Click [New] to open the Audio Editor,
where you can input multiple sentences and assign different synthesis settings per sentence.
Engines such as COEIROINK and Hailuo allow natural voice generation for each dialogue unit.


🧩 Key Improvements

Feature Description
Multi-Sentence Input Enter multiple lines and synthesize each independently.
Per-Sentence Settings Customize voice, pitch, speed, and volume for each line.
Dedicated Timeline A new TTS timeline functions just like video or event tracks.
Improved Preview Play individual sentences or preview the entire sequence.

🎛️ Basic Components

Field Description
Name The name of the output audio file.
Length Total playback time of all sentences.
AI Settings Opens the configuration window for the selected TTS engine.
Text-to-Speech Engine Choose which engine to use (COEIROINK, Hailuo, etc.).
Timeline Displays sentences as segments on a timeline; duration and position can be adjusted.

🗣️ Per-Sentence Editing

Each sentence is managed as an independent block.
You can modify text, voice settings, and subtitle styles individually.

Field Description
Text Input Enter the text to be synthesized. Each line represents a separate sentence.
Character Selection Choose the voice character (e.g., Lirin, Noel, etc.).
Speed / Pitch / Intensity / Volume Adjustable independently per sentence.
Subtitle Preview Displays subtitles for quick sync checking.
Subtitle Settings Set X/Y position, font size, colors, and outline.

📜 Timeline Controls

The new TTS Timeline behaves like other tracks (video, events, etc.).

Field Description
Sentence Nodes Each sentence appears as a node; drag to reposition.
Segment Length Adjust node length by dragging edges.
Order Change Reordering sentences automatically updates the timeline.
Playback Controls Supports segment play, full play, and pause.

💡 Tip:
Synchronize audio, subtitles, and events perfectly via the TTS timeline.
The same shortcuts and editing behaviors apply as other tracks.


🎧 Engine Characteristics

🪶 COEIROINK

  • Japanese open-source speech synthesis engine
  • Strong at emotional expression and intonation control
  • Local synthesis and instant preview support
  • Output format: WAV
  • Main parameters: Speed, Pitch, Volume

🌊 Hailuo

  • Cloud-based AI speech engine
  • Natural pronunciation and smooth transitions
  • Multilingual support (Japanese, Korean, English, etc.)
  • High-quality synthesis via cloud API
  • Main parameters: Pitch, Intensity, Timbre, Emotion

🎧 Try Online
Visit the Hailuo Demo Page
to preview different voice profiles and select styles (female, male, emotional, etc.).
You can then use the same configurations in VoiceScriptPlayer.

hailuo-web-demo


▶️ Preview and Synthesis

  • Click to instantly play the selected sentence.
  • You can play all sentences or preview specific sections.
  • Editing text automatically re-synthesizes the result.

📦 Output Location

Item Path
Generated Audio File Automatically saved in Asset/Sound/.
Subtitle Data Saved as .srt or in project metadata in the same folder.

💡 Tips

  • To create emotional or character changes mid-dialogue,
    split sentences and apply different settings per line.
  • You can mix COEIROINK and Hailuo —
    for example, use COEIROINK for Japanese lines and Hailuo for Korean narration.

4. Adding to the Timeline

Generated or imported sounds can be dragged directly onto the timeline.

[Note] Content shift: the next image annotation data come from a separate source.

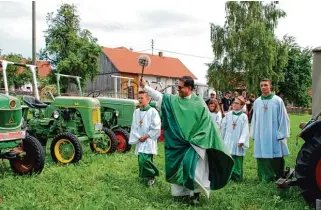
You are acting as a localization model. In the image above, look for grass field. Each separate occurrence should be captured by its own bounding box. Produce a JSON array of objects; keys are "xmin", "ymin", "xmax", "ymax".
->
[{"xmin": 0, "ymin": 115, "xmax": 310, "ymax": 210}]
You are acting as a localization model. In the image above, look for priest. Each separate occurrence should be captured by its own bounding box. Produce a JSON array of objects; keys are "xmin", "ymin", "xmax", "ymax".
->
[
  {"xmin": 129, "ymin": 91, "xmax": 161, "ymax": 186},
  {"xmin": 250, "ymin": 79, "xmax": 290, "ymax": 182},
  {"xmin": 140, "ymin": 76, "xmax": 234, "ymax": 202}
]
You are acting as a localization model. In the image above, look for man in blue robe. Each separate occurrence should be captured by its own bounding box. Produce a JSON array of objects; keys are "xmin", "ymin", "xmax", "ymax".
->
[{"xmin": 250, "ymin": 79, "xmax": 290, "ymax": 181}]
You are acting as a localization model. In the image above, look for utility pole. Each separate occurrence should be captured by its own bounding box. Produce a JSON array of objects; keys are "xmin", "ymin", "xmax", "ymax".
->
[
  {"xmin": 152, "ymin": 39, "xmax": 154, "ymax": 55},
  {"xmin": 32, "ymin": 1, "xmax": 37, "ymax": 96}
]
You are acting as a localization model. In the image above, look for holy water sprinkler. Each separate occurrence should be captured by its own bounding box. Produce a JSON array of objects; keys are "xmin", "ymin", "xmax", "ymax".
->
[{"xmin": 138, "ymin": 55, "xmax": 151, "ymax": 79}]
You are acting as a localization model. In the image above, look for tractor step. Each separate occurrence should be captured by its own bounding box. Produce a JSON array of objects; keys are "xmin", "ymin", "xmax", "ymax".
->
[{"xmin": 0, "ymin": 151, "xmax": 26, "ymax": 159}]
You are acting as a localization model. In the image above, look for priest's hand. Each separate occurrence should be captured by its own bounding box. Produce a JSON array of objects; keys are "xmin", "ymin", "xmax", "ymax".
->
[
  {"xmin": 139, "ymin": 135, "xmax": 149, "ymax": 142},
  {"xmin": 139, "ymin": 78, "xmax": 146, "ymax": 88}
]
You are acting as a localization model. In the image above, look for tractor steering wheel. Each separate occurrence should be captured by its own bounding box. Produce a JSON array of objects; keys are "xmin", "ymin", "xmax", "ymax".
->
[{"xmin": 87, "ymin": 90, "xmax": 100, "ymax": 98}]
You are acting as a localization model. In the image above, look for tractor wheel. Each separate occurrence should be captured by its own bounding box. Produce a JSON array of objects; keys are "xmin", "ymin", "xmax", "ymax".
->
[
  {"xmin": 10, "ymin": 134, "xmax": 45, "ymax": 175},
  {"xmin": 113, "ymin": 128, "xmax": 131, "ymax": 153},
  {"xmin": 50, "ymin": 132, "xmax": 82, "ymax": 164},
  {"xmin": 295, "ymin": 136, "xmax": 321, "ymax": 205},
  {"xmin": 90, "ymin": 128, "xmax": 118, "ymax": 154}
]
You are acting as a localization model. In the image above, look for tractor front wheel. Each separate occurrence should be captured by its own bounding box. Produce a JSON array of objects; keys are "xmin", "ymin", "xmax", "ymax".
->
[
  {"xmin": 50, "ymin": 132, "xmax": 82, "ymax": 164},
  {"xmin": 113, "ymin": 128, "xmax": 131, "ymax": 153},
  {"xmin": 10, "ymin": 134, "xmax": 45, "ymax": 175},
  {"xmin": 90, "ymin": 128, "xmax": 118, "ymax": 154},
  {"xmin": 295, "ymin": 136, "xmax": 321, "ymax": 205}
]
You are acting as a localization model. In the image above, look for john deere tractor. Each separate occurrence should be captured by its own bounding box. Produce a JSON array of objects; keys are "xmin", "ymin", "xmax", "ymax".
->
[
  {"xmin": 0, "ymin": 61, "xmax": 45, "ymax": 175},
  {"xmin": 53, "ymin": 74, "xmax": 138, "ymax": 152},
  {"xmin": 276, "ymin": 47, "xmax": 321, "ymax": 205},
  {"xmin": 1, "ymin": 62, "xmax": 117, "ymax": 164}
]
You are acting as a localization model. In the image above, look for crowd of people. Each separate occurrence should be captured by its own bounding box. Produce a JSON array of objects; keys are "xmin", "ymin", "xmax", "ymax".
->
[{"xmin": 129, "ymin": 76, "xmax": 290, "ymax": 205}]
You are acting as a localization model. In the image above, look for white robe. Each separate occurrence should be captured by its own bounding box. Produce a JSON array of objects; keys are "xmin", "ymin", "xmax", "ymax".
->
[
  {"xmin": 144, "ymin": 86, "xmax": 210, "ymax": 198},
  {"xmin": 129, "ymin": 107, "xmax": 161, "ymax": 155},
  {"xmin": 210, "ymin": 112, "xmax": 222, "ymax": 129},
  {"xmin": 250, "ymin": 95, "xmax": 290, "ymax": 158},
  {"xmin": 221, "ymin": 110, "xmax": 250, "ymax": 156}
]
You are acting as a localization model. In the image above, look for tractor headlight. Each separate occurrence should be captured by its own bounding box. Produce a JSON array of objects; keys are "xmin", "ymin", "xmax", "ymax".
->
[{"xmin": 53, "ymin": 111, "xmax": 59, "ymax": 119}]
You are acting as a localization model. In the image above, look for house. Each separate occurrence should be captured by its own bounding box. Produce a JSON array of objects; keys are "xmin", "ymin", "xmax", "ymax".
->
[{"xmin": 86, "ymin": 47, "xmax": 197, "ymax": 95}]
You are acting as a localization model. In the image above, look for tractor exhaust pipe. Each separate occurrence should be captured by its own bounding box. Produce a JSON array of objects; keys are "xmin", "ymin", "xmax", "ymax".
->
[{"xmin": 315, "ymin": 199, "xmax": 321, "ymax": 210}]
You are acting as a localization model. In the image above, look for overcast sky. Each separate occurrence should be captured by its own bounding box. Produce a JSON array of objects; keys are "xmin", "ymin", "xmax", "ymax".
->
[{"xmin": 0, "ymin": 0, "xmax": 321, "ymax": 82}]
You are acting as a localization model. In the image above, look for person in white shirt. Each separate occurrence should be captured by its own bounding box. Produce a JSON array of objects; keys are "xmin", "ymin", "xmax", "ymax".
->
[
  {"xmin": 208, "ymin": 101, "xmax": 222, "ymax": 129},
  {"xmin": 129, "ymin": 91, "xmax": 161, "ymax": 186},
  {"xmin": 221, "ymin": 96, "xmax": 250, "ymax": 181}
]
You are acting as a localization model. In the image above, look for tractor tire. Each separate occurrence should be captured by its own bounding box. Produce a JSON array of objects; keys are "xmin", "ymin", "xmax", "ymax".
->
[
  {"xmin": 50, "ymin": 132, "xmax": 83, "ymax": 164},
  {"xmin": 295, "ymin": 136, "xmax": 321, "ymax": 206},
  {"xmin": 10, "ymin": 134, "xmax": 45, "ymax": 175},
  {"xmin": 90, "ymin": 128, "xmax": 118, "ymax": 154},
  {"xmin": 113, "ymin": 128, "xmax": 131, "ymax": 153}
]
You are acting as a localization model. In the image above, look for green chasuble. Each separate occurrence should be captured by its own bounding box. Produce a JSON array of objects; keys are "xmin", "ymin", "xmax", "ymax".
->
[
  {"xmin": 138, "ymin": 153, "xmax": 159, "ymax": 178},
  {"xmin": 161, "ymin": 94, "xmax": 234, "ymax": 190}
]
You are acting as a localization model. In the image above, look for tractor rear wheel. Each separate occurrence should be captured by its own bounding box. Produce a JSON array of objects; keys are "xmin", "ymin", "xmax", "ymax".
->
[
  {"xmin": 113, "ymin": 128, "xmax": 131, "ymax": 153},
  {"xmin": 295, "ymin": 136, "xmax": 321, "ymax": 205},
  {"xmin": 10, "ymin": 134, "xmax": 45, "ymax": 175},
  {"xmin": 50, "ymin": 132, "xmax": 82, "ymax": 164},
  {"xmin": 90, "ymin": 128, "xmax": 118, "ymax": 154}
]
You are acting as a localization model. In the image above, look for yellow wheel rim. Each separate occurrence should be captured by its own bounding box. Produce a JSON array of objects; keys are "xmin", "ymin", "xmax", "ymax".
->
[
  {"xmin": 54, "ymin": 139, "xmax": 75, "ymax": 163},
  {"xmin": 93, "ymin": 134, "xmax": 111, "ymax": 154}
]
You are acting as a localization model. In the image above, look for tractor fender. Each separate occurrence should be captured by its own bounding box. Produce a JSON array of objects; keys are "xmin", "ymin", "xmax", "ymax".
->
[{"xmin": 299, "ymin": 120, "xmax": 321, "ymax": 142}]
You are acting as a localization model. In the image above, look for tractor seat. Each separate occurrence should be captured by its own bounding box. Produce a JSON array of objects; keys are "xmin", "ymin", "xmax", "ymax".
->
[{"xmin": 22, "ymin": 96, "xmax": 48, "ymax": 109}]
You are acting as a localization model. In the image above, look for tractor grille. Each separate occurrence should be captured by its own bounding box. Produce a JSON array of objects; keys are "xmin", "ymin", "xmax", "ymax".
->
[
  {"xmin": 0, "ymin": 109, "xmax": 22, "ymax": 128},
  {"xmin": 92, "ymin": 109, "xmax": 101, "ymax": 124}
]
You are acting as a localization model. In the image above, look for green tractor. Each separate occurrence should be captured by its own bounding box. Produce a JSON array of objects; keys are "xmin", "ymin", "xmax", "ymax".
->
[
  {"xmin": 1, "ymin": 63, "xmax": 117, "ymax": 164},
  {"xmin": 276, "ymin": 47, "xmax": 321, "ymax": 209},
  {"xmin": 57, "ymin": 74, "xmax": 139, "ymax": 153},
  {"xmin": 0, "ymin": 61, "xmax": 45, "ymax": 175}
]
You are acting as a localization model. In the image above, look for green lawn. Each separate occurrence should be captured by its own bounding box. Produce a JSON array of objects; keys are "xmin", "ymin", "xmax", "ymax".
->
[{"xmin": 0, "ymin": 115, "xmax": 310, "ymax": 210}]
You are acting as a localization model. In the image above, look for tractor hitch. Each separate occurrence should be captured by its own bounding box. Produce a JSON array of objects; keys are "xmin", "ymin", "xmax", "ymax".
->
[{"xmin": 275, "ymin": 167, "xmax": 297, "ymax": 190}]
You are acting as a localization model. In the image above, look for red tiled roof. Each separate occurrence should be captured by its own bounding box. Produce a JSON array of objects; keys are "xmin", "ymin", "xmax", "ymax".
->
[
  {"xmin": 103, "ymin": 47, "xmax": 197, "ymax": 79},
  {"xmin": 0, "ymin": 58, "xmax": 51, "ymax": 77}
]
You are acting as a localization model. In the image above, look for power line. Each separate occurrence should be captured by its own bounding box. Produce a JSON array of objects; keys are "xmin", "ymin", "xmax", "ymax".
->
[
  {"xmin": 152, "ymin": 39, "xmax": 154, "ymax": 55},
  {"xmin": 155, "ymin": 49, "xmax": 213, "ymax": 59}
]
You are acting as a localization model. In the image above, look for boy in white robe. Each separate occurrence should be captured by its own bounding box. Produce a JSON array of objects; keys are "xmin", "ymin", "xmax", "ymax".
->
[
  {"xmin": 221, "ymin": 96, "xmax": 250, "ymax": 181},
  {"xmin": 129, "ymin": 91, "xmax": 161, "ymax": 186},
  {"xmin": 250, "ymin": 79, "xmax": 290, "ymax": 181},
  {"xmin": 208, "ymin": 100, "xmax": 222, "ymax": 129}
]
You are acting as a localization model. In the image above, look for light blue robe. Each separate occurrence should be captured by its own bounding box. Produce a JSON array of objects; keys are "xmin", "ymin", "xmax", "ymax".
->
[
  {"xmin": 250, "ymin": 95, "xmax": 290, "ymax": 158},
  {"xmin": 221, "ymin": 110, "xmax": 250, "ymax": 156},
  {"xmin": 210, "ymin": 112, "xmax": 222, "ymax": 129}
]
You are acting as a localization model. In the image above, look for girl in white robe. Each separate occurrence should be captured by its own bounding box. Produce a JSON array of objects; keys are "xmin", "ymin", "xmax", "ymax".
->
[
  {"xmin": 208, "ymin": 100, "xmax": 222, "ymax": 129},
  {"xmin": 129, "ymin": 91, "xmax": 161, "ymax": 186},
  {"xmin": 221, "ymin": 96, "xmax": 250, "ymax": 181}
]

  • Drag a sound from the left list onto a track to create a node automatically.
  • Adjust duration and position in real time.
  • Combine multiple sounds for complex layered effects.

💡 Tip:
Sound nodes can be perfectly synchronized with other timeline elements
such as Live2D, UI, and event triggers.


🎚️ Sound Node Settings

Sounds added to the timeline can be fine-tuned through the Sound Settings Window.
Right-click a sound node and select “Edit,” or double-click it to open the settings.

sound-settings

Field Description
Start Time / End Time Define playback start and end points.
Loop When enabled, repeats the selected section.
Left / Right Volume Adjust stereo balance independently.

These options allow you to create spatial or looping effects for advanced audio design.